The Yuratski Bay (Юрацкая губа; Yuratskaya Guba) is an inlet on the Siberian coast in the Kara Sea. It is located in the Gyda Peninsula and it is roughly 45 km long and 30 km wide at its widest point. Lat 71° 50’ N, long 77° 45’ E.
==Geography==
This round and regular-shaped bay lies east of the Gydan Bay, between the large estuaries of the Ob (Gulf of Ob) and the Yenisei River.

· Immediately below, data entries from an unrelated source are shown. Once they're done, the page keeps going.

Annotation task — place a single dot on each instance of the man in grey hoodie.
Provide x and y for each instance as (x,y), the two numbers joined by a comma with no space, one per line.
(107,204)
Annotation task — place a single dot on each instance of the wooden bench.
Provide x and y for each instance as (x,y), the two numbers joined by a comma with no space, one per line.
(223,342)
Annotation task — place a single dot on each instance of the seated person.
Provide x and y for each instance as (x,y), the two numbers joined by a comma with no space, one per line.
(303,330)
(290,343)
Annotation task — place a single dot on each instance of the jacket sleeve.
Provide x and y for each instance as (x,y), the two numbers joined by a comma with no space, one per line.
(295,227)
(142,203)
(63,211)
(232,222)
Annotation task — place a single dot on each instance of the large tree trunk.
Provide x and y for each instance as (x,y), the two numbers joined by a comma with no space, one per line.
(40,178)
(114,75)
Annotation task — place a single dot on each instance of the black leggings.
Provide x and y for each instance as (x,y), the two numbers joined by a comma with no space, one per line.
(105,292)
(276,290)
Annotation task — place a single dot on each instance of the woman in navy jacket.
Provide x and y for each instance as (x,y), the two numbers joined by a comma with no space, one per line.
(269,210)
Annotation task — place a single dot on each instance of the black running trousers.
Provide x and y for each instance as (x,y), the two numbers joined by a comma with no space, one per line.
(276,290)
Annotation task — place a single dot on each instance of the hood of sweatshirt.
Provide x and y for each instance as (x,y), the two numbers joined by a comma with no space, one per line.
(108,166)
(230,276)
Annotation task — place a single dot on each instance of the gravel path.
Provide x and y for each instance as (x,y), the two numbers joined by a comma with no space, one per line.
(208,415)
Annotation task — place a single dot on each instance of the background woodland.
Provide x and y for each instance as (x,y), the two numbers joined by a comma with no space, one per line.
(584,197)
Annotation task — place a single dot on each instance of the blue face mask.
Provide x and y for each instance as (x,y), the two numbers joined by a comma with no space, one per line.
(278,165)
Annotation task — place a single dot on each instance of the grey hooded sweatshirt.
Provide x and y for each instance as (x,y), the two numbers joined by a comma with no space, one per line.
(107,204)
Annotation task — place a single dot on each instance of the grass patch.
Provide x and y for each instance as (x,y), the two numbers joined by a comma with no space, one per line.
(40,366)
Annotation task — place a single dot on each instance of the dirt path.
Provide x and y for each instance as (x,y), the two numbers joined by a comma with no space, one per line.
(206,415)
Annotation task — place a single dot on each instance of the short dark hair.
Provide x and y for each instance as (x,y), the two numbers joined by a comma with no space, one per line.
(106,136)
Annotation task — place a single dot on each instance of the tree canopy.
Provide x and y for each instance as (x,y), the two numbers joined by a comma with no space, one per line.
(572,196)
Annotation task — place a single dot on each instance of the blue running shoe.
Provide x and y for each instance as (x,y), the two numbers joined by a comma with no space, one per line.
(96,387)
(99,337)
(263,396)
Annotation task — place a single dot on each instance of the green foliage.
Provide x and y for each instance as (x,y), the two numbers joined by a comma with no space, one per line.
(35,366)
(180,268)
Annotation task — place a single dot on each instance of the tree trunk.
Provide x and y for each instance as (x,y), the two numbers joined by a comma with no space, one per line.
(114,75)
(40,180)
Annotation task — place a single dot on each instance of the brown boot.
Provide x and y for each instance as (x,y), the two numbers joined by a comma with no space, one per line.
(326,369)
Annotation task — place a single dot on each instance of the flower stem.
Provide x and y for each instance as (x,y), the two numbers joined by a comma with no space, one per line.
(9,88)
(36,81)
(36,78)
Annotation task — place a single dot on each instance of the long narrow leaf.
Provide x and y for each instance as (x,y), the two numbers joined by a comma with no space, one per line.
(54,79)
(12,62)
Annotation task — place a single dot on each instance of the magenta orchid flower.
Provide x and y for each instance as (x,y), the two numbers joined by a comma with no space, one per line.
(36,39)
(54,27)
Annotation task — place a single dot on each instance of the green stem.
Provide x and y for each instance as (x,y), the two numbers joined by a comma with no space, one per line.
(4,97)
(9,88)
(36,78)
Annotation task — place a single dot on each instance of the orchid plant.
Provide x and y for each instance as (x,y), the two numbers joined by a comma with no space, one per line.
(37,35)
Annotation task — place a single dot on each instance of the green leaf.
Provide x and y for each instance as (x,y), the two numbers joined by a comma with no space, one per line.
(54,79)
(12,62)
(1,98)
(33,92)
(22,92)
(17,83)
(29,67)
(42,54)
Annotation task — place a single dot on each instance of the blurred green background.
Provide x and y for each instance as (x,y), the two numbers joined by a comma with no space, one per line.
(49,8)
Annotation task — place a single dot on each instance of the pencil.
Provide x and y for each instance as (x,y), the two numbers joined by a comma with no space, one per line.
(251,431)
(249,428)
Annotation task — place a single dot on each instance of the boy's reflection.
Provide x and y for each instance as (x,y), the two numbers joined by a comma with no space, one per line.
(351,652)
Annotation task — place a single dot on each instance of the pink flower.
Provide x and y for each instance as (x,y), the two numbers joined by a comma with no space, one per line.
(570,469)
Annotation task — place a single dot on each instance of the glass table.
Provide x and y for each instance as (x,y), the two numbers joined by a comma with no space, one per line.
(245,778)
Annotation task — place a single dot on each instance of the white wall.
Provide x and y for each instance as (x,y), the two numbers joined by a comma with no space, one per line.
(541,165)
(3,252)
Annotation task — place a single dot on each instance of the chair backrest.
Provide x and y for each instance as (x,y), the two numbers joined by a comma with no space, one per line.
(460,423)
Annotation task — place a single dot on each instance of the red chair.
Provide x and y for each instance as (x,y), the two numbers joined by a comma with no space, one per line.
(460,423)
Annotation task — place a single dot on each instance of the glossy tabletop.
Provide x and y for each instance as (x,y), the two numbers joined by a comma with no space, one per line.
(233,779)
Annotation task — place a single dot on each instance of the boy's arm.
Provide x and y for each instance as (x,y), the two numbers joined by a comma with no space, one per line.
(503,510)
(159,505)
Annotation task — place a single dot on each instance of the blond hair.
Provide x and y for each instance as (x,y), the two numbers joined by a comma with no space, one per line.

Off the northern end of the Oleni Peninsula limiting the bay on the east lies Oleni Island.
The peninsula formed between this bay and neighboring Gydan Bay is known as the Mamonta Peninsula (Poluostrov Mamonta).

The Yuratski Bay is surrounded by low tundra coast and there are numerous river mouths on its shores, the main ones being the Yunyakha and the Yesyayakha. Winters are long and harsh in this area, so that the waters in the inlet remain frozen for at least nine months every year.

The settlement of Matyuysale lies along the coast off the northeastern end of its mouth.

This Bay is located in the Yamal-Nenets autonomous district administrative region of the Russian Federation.

The area of the bay is part of the Great Arctic State Nature Reserve, the largest nature reserve of Russia.